Linchamentos virtuais: o que motiva os atos e a gravidade desse comportamento na sociedade atual
Enviada em 27/10/2020
A Primavera Árabe - revoluções de cunho popular, ocorridas no Oriente Médio e Norte da África, em 2010 - é um exemplo plausível de como o meio virtual pode amplificar as ações humanas, visto que, com o auxílio das redes sociais essas manifestações foram divulgadas para um maior número de pessoas. Entretanto, do mesmo jeito que essa amplificação de ideais e informações pode ser algo benéfico, ela pode trazer, também, ações desproporcionais a uma realidade, como é o caso do linchamento virtual. Nesse contexto, percebe-se um problema alicerçado na coerção irracional das pessoas nessas redes e na falta de conhecimento acerca dessas mazelas.

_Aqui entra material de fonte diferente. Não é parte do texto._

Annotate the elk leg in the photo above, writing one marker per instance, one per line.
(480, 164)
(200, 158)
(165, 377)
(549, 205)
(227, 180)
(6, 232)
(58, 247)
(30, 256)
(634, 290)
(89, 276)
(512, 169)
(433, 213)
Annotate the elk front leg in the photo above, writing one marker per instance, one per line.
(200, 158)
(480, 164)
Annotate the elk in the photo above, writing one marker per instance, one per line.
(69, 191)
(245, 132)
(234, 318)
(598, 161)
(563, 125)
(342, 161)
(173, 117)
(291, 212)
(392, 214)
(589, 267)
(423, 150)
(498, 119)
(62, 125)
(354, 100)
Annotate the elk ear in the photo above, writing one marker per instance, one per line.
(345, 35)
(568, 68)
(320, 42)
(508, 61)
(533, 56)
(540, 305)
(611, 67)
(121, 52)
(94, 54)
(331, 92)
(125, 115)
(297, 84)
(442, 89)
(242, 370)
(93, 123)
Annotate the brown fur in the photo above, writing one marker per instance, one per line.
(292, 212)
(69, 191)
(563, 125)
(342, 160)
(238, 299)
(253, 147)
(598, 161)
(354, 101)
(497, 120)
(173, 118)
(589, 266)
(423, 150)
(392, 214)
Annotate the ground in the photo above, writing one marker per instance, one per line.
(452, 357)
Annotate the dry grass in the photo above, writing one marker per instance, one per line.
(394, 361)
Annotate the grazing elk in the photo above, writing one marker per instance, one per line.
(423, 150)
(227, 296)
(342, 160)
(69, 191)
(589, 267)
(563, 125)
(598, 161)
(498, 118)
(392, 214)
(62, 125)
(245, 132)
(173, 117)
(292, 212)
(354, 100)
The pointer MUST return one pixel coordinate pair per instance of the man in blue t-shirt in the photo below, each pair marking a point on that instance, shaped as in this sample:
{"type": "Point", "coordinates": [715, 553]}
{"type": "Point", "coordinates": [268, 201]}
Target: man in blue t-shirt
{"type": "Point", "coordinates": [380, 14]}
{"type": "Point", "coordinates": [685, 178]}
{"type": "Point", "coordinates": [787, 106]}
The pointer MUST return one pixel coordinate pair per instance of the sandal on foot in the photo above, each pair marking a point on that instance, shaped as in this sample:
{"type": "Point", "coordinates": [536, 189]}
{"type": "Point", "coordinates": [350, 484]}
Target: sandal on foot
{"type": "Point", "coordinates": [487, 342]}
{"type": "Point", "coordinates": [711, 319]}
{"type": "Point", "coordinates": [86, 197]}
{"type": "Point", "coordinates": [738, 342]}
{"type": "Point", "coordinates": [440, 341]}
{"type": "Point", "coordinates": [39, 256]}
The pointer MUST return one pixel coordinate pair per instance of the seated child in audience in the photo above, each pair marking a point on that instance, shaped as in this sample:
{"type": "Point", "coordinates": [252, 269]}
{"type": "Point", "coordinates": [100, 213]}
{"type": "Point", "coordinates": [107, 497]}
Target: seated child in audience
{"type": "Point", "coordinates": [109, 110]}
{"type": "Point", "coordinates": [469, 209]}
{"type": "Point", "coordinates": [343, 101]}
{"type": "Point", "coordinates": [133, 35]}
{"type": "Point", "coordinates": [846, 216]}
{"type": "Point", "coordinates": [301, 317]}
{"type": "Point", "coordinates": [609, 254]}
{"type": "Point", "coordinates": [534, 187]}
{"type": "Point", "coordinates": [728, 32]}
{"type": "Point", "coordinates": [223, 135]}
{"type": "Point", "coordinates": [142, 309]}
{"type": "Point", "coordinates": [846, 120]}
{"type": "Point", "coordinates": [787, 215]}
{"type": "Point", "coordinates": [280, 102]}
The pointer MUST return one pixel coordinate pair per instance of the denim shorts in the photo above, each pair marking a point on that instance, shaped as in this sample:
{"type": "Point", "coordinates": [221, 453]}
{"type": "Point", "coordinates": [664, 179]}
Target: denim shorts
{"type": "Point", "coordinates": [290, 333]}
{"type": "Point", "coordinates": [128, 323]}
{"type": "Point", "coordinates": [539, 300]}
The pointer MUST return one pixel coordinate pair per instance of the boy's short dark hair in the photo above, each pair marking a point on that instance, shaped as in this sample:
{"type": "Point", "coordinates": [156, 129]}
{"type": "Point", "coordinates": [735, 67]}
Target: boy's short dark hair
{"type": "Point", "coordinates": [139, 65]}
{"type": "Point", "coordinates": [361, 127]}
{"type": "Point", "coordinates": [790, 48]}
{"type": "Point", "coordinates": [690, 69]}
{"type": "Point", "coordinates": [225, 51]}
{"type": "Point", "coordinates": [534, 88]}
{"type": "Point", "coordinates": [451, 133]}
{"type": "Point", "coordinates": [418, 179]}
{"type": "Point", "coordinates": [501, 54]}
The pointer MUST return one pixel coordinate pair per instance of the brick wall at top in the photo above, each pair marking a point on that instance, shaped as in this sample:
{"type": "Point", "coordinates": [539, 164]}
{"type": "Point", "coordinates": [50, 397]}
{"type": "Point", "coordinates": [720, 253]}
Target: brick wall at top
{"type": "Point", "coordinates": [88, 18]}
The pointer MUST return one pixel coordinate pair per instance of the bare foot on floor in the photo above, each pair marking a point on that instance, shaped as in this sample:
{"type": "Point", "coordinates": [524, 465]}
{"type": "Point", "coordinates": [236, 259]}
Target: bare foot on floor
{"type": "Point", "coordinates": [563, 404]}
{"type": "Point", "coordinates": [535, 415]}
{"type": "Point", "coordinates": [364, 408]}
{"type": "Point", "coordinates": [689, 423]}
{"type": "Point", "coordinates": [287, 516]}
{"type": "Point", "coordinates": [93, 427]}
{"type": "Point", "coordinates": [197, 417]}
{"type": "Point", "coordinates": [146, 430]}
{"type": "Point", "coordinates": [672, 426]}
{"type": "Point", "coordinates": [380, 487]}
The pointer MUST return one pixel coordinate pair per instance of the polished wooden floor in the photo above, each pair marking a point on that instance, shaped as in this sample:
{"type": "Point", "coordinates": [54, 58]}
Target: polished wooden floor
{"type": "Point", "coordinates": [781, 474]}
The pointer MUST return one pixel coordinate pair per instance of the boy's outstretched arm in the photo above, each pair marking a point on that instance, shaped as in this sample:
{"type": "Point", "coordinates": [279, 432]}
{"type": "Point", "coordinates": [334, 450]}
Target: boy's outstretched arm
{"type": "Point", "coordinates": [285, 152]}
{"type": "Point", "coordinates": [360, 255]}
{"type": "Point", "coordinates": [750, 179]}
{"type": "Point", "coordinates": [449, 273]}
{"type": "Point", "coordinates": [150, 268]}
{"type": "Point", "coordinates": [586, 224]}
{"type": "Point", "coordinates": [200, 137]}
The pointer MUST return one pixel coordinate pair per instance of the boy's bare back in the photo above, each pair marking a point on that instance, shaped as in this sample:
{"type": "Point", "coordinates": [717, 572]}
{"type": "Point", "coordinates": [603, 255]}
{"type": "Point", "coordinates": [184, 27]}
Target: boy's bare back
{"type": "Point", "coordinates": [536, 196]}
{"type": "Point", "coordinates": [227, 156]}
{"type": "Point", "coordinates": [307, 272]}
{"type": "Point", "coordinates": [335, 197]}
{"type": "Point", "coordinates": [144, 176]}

Em primeira análise, o aumento da integração de pessoas advindas dessas novas tecnologias de comunicação, como as redes sociais, facilitam a denúncia de atitudes que podem desrespeitar os direitos humanos, por exemplo, mas de uma maneira desproporcional a qualquer julgamento dentro dos limites da legalidade. Em destaque aos fatos sociais de Durkheim, o qual defende que o comportamento de um indivíduo é influenciado pelo meio onde este está inserido, o espaço virtual transformando-se em um grande espaço de linchamentos virtuais, converge com a premissa do sociólogo, visto que, os linchamentos ou comportamento de um grande número de pessoas influencia outros indivíduos que frequentam esse meio. Logo, determinada ação, em grandes proporções, pode induzir a formação de opiniões desproporcionais à realidade.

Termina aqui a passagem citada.